We constantly come up against social injustices that we recognize as wrong and illogical. The victims of these injustices in many cases have no one to turn to, especially if they worry that if they gather their courage and attempt to stop these abuses, they will face retaliation. Even if there are places of refuge to go to, they may feel uncomfortable doing so.
As I wrote this, I admit that I was afraid. At a time when Baylor is recovering from a scandal resulting from not reporting sexual assault on campus, I wondered, how much am I allowed to say? What if by saying something, I’ll be hurting my future career, or even nearer than that, harming my education at Baylor? What if I try to talk about something important but end up saying nothing? What if I’m ridiculed because I didn’t say it well enough?
But then I realized that this self-censoring atmosphere has to stop.
On the behalf of these victims, we must create a dialogue about these injustices on campus. Because if we who are not victims are afraid to even mention the topic, how much more difficult must it be for them?
At the same time that Baylor is attempting to implement the recommendations of Pepper Hamilton, an independent law firm that was hired to investigate the university’s handling of sexual assault cases, sexual assault has become a taboo topic on campus. References to sexual assault in conversation have been extremely vague. Alluding to the sexual assault scandal as “what happened during the summer” has become part of common rhetoric.
The general consensus is that everyone knows what happened, but no one wants to talk about it. Students are afraid that by speaking publicly about sexual assault and how it has changed Baylor campus, they will harm their reputations or otherwise get in trouble for having their opinions. Particularly, a student’s right to speak about the implementation of Title IX recommendations is becoming increasingly ambiguous, especially in the wake of the resignation of former Title IX coordinator Patty Crawford.
When students hear Crawford’s claims that Baylor didn’t listen to her concerns about the handling of Title IX recommendations, they may conclude that they cannot address the issue. However, students being afraid to speak about the situation simply adds to the atmosphere of secrecy created when Baylor did not report incidences of sexual assault in the past. Voicing your concerns quietly to close friends feeds into that atmosphere of secrecy.

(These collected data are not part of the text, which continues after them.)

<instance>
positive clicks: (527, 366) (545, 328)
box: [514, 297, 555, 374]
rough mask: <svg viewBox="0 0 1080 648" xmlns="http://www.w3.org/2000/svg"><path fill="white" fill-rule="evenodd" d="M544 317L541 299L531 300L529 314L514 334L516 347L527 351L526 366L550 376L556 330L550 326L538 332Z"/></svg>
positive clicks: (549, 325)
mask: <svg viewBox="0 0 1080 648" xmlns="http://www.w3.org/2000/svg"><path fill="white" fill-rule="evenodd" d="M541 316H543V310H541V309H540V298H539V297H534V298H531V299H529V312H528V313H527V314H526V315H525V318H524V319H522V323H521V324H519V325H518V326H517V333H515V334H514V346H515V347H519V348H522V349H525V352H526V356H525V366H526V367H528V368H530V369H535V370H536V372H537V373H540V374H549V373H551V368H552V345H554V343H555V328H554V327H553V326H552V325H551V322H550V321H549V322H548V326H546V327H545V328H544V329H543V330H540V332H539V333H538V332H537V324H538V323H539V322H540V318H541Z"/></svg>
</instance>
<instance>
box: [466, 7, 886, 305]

There will never be a perfect time or place to address sexual assault. Waiting for the optimal moment only allows more time to pass when these injustices could be stopped. Nor is there a perfect individual meant to speak out. Everyone has the potential inside them to say something. Yes, there will always be someone smarter, braver and stronger, but you should say something despite that. Even if you don’t have all the solutions, you only need one.